While early Christians were sympathetic to Plato, notably Augustine and Gregory of Nyssa, there is a problem with Plato.  The Bible says that when God created Nature, God called it “very good” (Genesis 1:31).  Plato’s contempt for the material world is not shared by Christians.  Nature is created by God and is good; we are meant to be born here by God’s creative design.

But is matter dead?  Is the theory of matter that I grew up with true?  I am not a physicist.  But after reflection on Swedenborg’s theology, and after dialogue with a Cree elder, and from what I know about contemporary quantum physics, I think there’s only a thin veil between spirit and matter—not the drastic gulf one finds in Plato and Descartes.
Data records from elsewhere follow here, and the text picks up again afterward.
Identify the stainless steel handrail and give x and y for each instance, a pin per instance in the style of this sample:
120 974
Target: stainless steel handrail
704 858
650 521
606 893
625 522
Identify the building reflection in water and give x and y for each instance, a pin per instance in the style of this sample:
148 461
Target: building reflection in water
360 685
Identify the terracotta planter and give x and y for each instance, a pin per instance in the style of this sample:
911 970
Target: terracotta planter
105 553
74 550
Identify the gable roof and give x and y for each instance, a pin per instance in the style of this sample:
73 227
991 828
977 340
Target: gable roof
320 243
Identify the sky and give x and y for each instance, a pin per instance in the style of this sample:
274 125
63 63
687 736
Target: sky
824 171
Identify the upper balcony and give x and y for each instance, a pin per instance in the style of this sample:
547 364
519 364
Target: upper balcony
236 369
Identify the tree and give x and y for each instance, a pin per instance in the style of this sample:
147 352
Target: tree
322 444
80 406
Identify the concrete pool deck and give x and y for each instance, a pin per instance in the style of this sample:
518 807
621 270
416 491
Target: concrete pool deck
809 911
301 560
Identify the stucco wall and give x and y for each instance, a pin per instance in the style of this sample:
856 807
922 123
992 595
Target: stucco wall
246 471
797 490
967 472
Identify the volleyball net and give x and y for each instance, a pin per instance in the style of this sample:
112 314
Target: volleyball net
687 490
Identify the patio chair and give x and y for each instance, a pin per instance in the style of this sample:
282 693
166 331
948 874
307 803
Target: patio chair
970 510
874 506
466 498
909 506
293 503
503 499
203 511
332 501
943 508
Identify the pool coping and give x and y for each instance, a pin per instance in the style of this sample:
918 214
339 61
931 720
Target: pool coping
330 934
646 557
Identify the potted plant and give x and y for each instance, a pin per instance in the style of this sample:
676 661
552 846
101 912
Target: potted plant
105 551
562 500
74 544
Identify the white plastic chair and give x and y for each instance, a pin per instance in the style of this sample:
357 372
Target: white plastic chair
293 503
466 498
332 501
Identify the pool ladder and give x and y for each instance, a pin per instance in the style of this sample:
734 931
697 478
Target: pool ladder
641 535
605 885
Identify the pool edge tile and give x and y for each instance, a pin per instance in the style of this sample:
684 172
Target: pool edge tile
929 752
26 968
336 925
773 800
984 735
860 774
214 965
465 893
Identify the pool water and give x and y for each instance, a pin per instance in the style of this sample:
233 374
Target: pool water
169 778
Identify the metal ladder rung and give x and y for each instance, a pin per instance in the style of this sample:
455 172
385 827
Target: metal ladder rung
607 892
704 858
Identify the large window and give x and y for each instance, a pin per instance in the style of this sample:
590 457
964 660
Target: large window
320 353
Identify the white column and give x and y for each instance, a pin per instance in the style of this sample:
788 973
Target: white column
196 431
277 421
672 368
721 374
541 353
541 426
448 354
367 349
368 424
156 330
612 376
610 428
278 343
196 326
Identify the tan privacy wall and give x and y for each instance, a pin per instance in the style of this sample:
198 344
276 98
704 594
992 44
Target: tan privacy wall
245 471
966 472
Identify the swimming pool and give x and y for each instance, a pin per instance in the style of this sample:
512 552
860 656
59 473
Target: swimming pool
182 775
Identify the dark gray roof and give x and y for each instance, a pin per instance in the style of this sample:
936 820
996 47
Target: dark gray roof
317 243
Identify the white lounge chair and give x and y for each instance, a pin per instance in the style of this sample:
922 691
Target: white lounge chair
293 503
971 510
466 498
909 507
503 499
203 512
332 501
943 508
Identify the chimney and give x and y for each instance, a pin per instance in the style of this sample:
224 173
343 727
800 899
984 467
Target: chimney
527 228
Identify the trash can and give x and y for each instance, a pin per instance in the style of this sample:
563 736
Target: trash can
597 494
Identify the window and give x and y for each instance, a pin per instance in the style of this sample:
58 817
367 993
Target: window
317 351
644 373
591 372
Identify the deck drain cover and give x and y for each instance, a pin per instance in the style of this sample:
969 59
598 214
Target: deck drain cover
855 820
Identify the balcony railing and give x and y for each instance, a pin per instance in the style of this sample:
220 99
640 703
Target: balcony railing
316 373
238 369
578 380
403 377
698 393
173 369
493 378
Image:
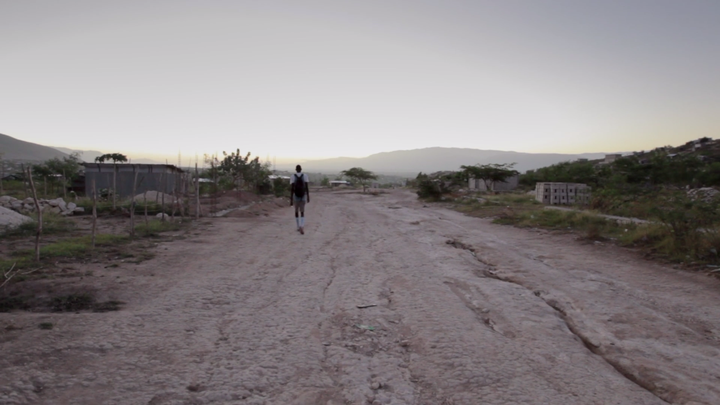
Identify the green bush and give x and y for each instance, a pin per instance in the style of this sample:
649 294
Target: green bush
156 226
52 224
431 189
281 187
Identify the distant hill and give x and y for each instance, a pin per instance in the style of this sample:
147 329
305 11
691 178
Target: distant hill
85 155
15 149
429 160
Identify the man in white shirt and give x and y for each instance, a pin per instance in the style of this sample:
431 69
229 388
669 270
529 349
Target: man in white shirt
299 195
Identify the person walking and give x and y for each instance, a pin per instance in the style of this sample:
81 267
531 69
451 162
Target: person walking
299 196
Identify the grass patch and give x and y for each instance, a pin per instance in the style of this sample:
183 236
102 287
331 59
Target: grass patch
8 304
53 224
72 302
500 205
107 306
81 246
156 227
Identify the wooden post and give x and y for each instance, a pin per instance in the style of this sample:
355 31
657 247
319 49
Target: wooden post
197 193
25 181
132 204
39 211
94 213
64 186
145 202
114 186
162 205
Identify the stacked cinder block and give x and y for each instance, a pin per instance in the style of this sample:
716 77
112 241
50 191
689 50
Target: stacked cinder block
562 193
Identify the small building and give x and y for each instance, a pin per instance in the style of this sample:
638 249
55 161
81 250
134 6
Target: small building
479 184
611 158
120 177
553 193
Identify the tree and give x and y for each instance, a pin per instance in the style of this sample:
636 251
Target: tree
359 175
257 175
235 166
59 170
115 157
490 174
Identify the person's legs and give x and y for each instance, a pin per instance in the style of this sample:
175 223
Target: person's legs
300 206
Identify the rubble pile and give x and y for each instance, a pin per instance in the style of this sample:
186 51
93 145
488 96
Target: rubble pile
706 193
10 219
26 206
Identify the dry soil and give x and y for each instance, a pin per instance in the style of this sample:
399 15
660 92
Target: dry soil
382 301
Quantum physics tells us that matter is continually in flux.  Sub-atomic particles are popping into existence and vanishing out of existence all the time.  Atoms and molecules are continually vibrating.  Electrons are more a shell of probability than they are particles that are here or there.  Furthermore, matter is not solid.  Consider atoms.  The electron shell around a nucleus is like a pea in the middle of Shea Stadium.  There is that much space between the electron shell and the protons and neutrons in the nucleus.  But not empty space.  There are electromagnetic fields, gravitational fields, and all manner of other forms of energy that make up “dead matter.”  Energy fields such as the electromagnetic field permeates all of the universe.  Our very thoughts are electromagnetic impulses.  Sparks.  Electromagnetic energy.  If our thoughts are electric sparks and if electromagnetic fields permeate everything—even rocks—how different are our thoughts from rocks?  From the matter in our thoughts and the matter in rocks.  Both are made up of sub-atomic particles and energy fields that are always in flux—are alive?

The veil between spirit and matter is very thin, probably porous.  Now, I don’t think matter is dead.  Now, I see God in all God’s creation.  Now I revere Nature as I do Nature’s Creator.